Zynga might be in the market to buy some ad tech.
The online and mobile gaming developer, which posted record Q4 earnings on Wednesday, fueled by an all-time best revenue and bookings quarter for Words With Friends, is in the midst of building its own ad network to expand its addressable market.
Revenue for the quarter was $616 million, up 52% year over year, and total annual revenue for 2020 was Zynga’s highest ever at $1.97 billion.
Zynga hopes its ad network lets it handle technical work in-house, including “key components of technology” related to the demand side, the supply side, an exchange layer, and some type of attribution, Frank Gibeau, Zynga’s CEO, told investors.
But that doesn’t rule out a little M&A to speed up the process.
“We’re also looking at acquisitions as a potential opportunity to accelerate in key areas and also potentially add scale to this initiative that we think will be powerful growth drivers for us in 2021 and beyond,” Gibeau said.
It’s premature to say what percentage of Zynga’s total ad inventory will be sold through the ad network, but its ambition is to have “a significant part” of its business go through its own network given Zynga’s scale, said CFO Gerard Griffin.
Today, one of Zynga’s biggest costs is buying ads to promote its games on other networks, Bernard Kim, Zynga’s president of publishing, told AdExchanger.
“We want to make sure we’re building the right technology that can serve our own games and our players while at the same time cutting out some of the middlemen,” Kim said.
But the ad network wouldn’t just be a cross-promotion vehicle for its own titles. Zynga has direct relationships with “a tremendous number of advertisers” and it serves ads beyond the gaming vertical, Kim said.
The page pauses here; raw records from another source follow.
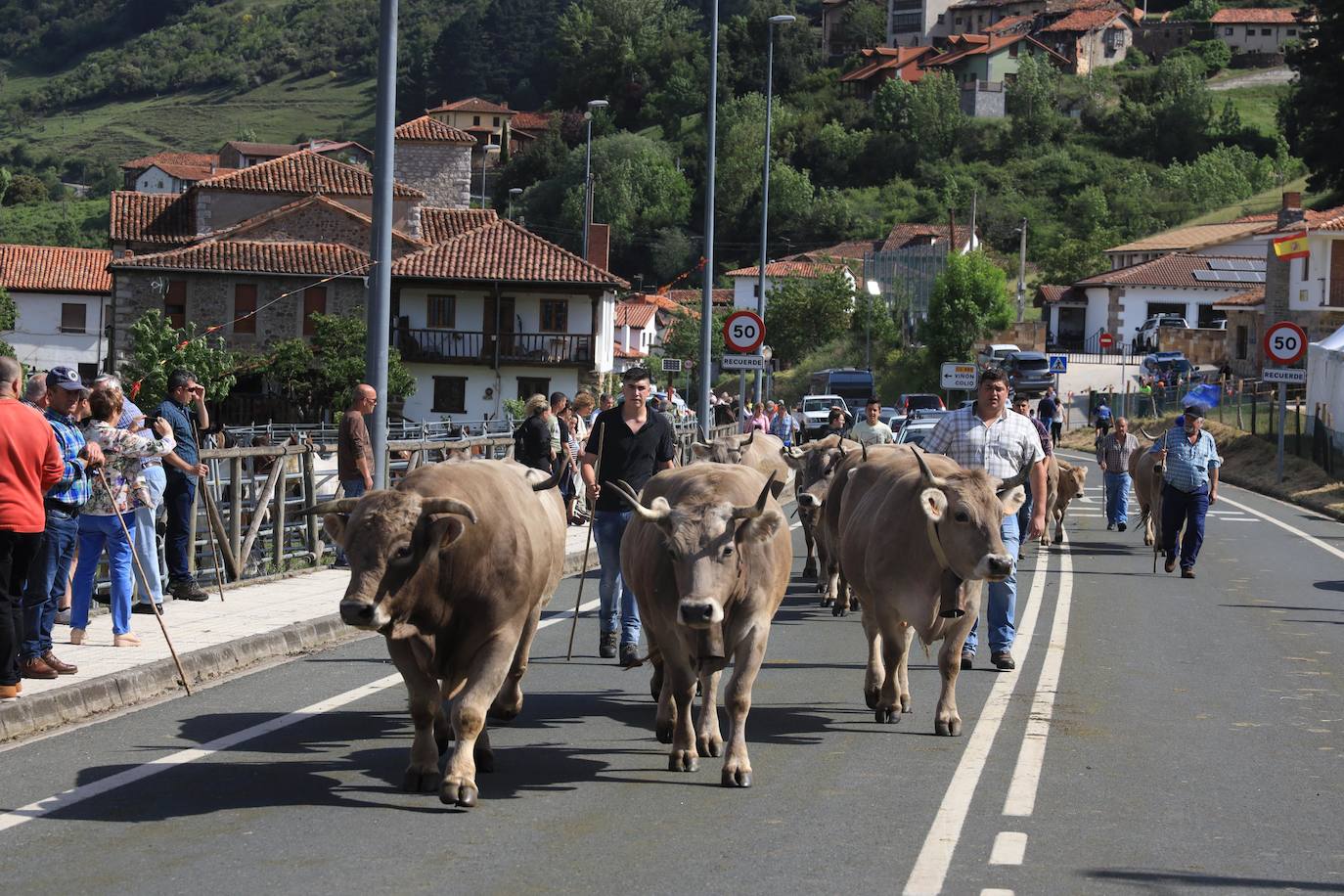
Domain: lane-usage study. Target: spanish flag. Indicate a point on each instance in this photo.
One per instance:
(1292, 246)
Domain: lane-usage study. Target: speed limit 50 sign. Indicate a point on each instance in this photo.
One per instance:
(743, 332)
(1285, 342)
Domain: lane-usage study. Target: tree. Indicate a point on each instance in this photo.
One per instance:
(969, 299)
(158, 348)
(801, 315)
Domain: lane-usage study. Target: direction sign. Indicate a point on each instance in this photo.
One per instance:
(1283, 342)
(743, 332)
(959, 375)
(1296, 377)
(742, 363)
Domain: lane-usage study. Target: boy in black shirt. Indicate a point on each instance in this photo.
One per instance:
(635, 442)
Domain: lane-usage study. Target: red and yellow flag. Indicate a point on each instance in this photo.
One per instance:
(1292, 246)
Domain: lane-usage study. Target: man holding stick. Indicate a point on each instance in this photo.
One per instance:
(635, 442)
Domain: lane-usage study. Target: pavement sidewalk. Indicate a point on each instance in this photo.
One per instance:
(254, 623)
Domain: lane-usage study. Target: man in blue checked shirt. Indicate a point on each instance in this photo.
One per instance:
(50, 571)
(1189, 486)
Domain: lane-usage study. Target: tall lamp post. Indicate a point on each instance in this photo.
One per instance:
(765, 175)
(588, 171)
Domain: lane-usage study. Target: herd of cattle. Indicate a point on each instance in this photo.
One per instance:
(455, 564)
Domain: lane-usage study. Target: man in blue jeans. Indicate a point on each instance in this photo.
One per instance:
(635, 442)
(50, 569)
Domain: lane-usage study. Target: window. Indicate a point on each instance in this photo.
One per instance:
(245, 302)
(530, 385)
(72, 317)
(175, 302)
(441, 312)
(556, 315)
(449, 395)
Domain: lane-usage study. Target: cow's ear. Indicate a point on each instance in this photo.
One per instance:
(335, 525)
(934, 503)
(1013, 500)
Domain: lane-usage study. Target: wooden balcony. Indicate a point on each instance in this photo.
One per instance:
(474, 347)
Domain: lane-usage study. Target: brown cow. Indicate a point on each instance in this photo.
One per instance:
(909, 525)
(453, 565)
(707, 554)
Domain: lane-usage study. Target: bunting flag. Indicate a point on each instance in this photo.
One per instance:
(1292, 246)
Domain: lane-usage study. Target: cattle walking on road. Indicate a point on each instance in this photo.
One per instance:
(453, 565)
(708, 557)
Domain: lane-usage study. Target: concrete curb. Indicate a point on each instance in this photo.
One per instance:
(81, 701)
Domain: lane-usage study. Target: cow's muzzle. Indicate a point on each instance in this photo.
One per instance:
(699, 614)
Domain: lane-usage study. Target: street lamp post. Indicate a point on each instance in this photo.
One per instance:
(765, 175)
(588, 171)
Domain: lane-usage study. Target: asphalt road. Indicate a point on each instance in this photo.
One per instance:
(1159, 735)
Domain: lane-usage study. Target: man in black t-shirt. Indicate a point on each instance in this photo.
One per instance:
(635, 442)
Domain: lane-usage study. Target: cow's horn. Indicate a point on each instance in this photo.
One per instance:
(338, 506)
(753, 511)
(923, 469)
(448, 506)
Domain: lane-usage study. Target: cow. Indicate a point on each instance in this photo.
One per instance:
(755, 449)
(453, 565)
(812, 467)
(893, 508)
(707, 554)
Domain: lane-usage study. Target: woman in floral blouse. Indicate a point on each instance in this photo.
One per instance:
(98, 525)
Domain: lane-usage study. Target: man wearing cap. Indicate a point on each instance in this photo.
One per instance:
(1189, 486)
(50, 571)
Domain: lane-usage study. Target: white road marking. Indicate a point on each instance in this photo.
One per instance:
(139, 773)
(1009, 848)
(1026, 777)
(930, 870)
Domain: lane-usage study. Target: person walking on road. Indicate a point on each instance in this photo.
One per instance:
(50, 572)
(29, 464)
(989, 437)
(872, 430)
(1189, 486)
(1113, 458)
(184, 409)
(635, 442)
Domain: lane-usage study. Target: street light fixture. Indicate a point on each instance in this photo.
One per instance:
(588, 169)
(765, 175)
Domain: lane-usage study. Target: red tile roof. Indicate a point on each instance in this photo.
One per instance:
(54, 269)
(246, 256)
(503, 251)
(151, 218)
(474, 104)
(304, 172)
(1257, 17)
(442, 225)
(426, 129)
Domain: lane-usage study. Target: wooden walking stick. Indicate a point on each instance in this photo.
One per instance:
(135, 559)
(588, 543)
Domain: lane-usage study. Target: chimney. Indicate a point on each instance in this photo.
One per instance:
(600, 245)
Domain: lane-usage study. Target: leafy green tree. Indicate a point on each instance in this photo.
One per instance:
(157, 348)
(969, 299)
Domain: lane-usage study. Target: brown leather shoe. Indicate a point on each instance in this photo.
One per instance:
(36, 668)
(62, 668)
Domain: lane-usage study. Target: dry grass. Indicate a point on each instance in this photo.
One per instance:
(1249, 461)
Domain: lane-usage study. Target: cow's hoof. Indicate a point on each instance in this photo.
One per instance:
(421, 781)
(736, 777)
(683, 760)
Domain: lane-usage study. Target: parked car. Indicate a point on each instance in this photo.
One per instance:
(1028, 373)
(1145, 338)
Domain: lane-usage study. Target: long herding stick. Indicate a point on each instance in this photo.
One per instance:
(135, 558)
(588, 543)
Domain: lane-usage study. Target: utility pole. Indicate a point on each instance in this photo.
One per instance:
(381, 277)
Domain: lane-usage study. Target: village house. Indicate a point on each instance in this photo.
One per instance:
(62, 298)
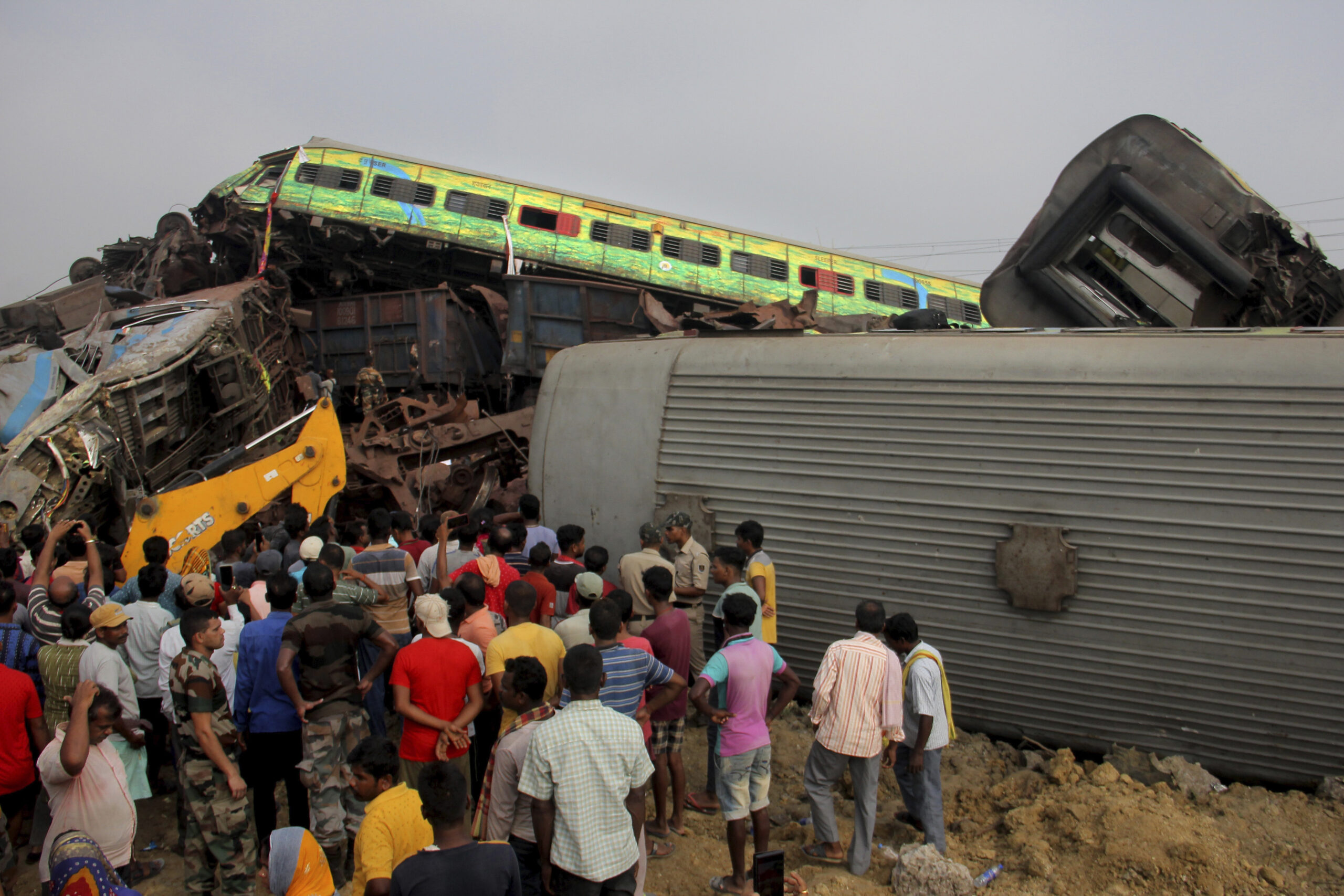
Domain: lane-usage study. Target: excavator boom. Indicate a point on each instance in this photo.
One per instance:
(195, 516)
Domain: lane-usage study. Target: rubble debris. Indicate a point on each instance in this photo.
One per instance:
(783, 315)
(1146, 227)
(1139, 765)
(402, 450)
(144, 394)
(1190, 777)
(922, 871)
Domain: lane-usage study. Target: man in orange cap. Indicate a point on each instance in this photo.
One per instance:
(102, 666)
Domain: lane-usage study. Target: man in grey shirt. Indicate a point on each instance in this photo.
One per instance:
(502, 813)
(454, 559)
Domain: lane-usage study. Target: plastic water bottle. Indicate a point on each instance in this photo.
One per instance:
(990, 875)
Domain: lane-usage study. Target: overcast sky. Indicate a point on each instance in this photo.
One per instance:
(905, 129)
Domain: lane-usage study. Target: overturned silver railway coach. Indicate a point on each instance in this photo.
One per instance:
(1115, 536)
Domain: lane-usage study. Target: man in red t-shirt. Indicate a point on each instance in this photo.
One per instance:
(492, 568)
(437, 690)
(539, 561)
(20, 722)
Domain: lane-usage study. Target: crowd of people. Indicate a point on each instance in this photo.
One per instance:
(479, 711)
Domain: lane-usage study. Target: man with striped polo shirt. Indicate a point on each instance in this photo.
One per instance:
(855, 702)
(394, 571)
(628, 673)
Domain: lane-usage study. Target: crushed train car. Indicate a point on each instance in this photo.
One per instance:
(140, 395)
(1146, 227)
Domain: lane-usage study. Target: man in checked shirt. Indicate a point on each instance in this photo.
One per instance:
(855, 702)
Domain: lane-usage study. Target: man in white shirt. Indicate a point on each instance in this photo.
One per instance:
(454, 558)
(102, 666)
(928, 729)
(530, 508)
(144, 632)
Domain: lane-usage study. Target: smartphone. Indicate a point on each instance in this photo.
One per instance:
(768, 872)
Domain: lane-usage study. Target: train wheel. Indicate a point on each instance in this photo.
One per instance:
(85, 269)
(171, 222)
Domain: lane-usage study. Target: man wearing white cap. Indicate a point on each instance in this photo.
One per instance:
(574, 630)
(102, 666)
(200, 592)
(436, 688)
(308, 553)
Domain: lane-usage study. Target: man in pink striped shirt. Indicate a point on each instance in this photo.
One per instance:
(855, 702)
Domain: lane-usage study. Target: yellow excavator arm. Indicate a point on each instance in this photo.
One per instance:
(194, 518)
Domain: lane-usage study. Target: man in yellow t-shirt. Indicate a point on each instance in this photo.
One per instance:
(523, 638)
(394, 829)
(760, 574)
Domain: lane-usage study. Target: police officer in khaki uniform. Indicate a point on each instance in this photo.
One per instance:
(690, 579)
(632, 570)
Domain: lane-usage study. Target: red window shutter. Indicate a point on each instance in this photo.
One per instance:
(568, 225)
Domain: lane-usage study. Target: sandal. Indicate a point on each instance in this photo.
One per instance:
(819, 852)
(139, 871)
(691, 803)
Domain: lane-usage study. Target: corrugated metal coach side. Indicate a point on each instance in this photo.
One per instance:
(1199, 476)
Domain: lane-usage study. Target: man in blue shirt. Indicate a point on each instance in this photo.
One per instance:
(267, 716)
(629, 671)
(156, 551)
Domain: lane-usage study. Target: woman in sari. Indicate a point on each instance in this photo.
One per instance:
(78, 868)
(296, 866)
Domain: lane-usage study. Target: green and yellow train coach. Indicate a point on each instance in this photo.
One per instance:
(563, 231)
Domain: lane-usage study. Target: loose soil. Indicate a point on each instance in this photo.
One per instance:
(1065, 828)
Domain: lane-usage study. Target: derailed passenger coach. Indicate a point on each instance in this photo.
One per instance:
(1146, 227)
(349, 219)
(1115, 536)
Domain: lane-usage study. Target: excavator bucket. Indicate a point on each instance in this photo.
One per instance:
(194, 518)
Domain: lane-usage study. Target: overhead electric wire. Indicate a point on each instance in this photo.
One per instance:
(1315, 202)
Zynga’s existing first-party data network captures information about how players interact with its games, which informs user acquisition and how Zynga goes about monetizing its titles.
In-app purchases and the sale of virtual goods drive the majority of Zynga’s revenue, but advertising represents a growing portion, propelled in part by Zynga’s big bet on the free-to-play hypercasual gaming category.
In August, Zynga acquired hypercasual game studio Rollic Games for $168 million.
Two of Rollic’s newest hypercasual titles, “High Heels” and “Blob Runner 3D,” have already reached the No. 1 and No. 2 top-downloaded game positions on Android and iOS in Q1, and both are helping to meaningfully expand Zynga’s advertising inventory, Gibeau said.
Also, most of the people playing these games are new to mobile gaming, and the company now has the opportunity to introduce them to other Zynga games.
“These are players that are being acquired for pennies,” said Gibeau, who noted that their low-cost per install makes them somewhat less sensitive to Apple’s coming privacy changes.
Hypercasual games are designed to be extremely easy to play, which makes them appealing to a very wide audience. UA for this crowd is more of a mass marketing play hunting for cheap installs rather than for specific, targeted audiences.
“If you think about the arbitrage and long-term nature of the relationship we’re going to build with [these players], it’s a very positive thing for our company overall,” Gibeau said. “A lot of folks thought that hypercasual was a fad early on, [but] I honestly think it’s a new form of entertainment.”
And Zynga is on the hunt for more.
It ended 2020 with cash and investments of $1.57 billion, which it’s earmarking primarily to fund future acquisitions and strategic investments that will accelerate growth.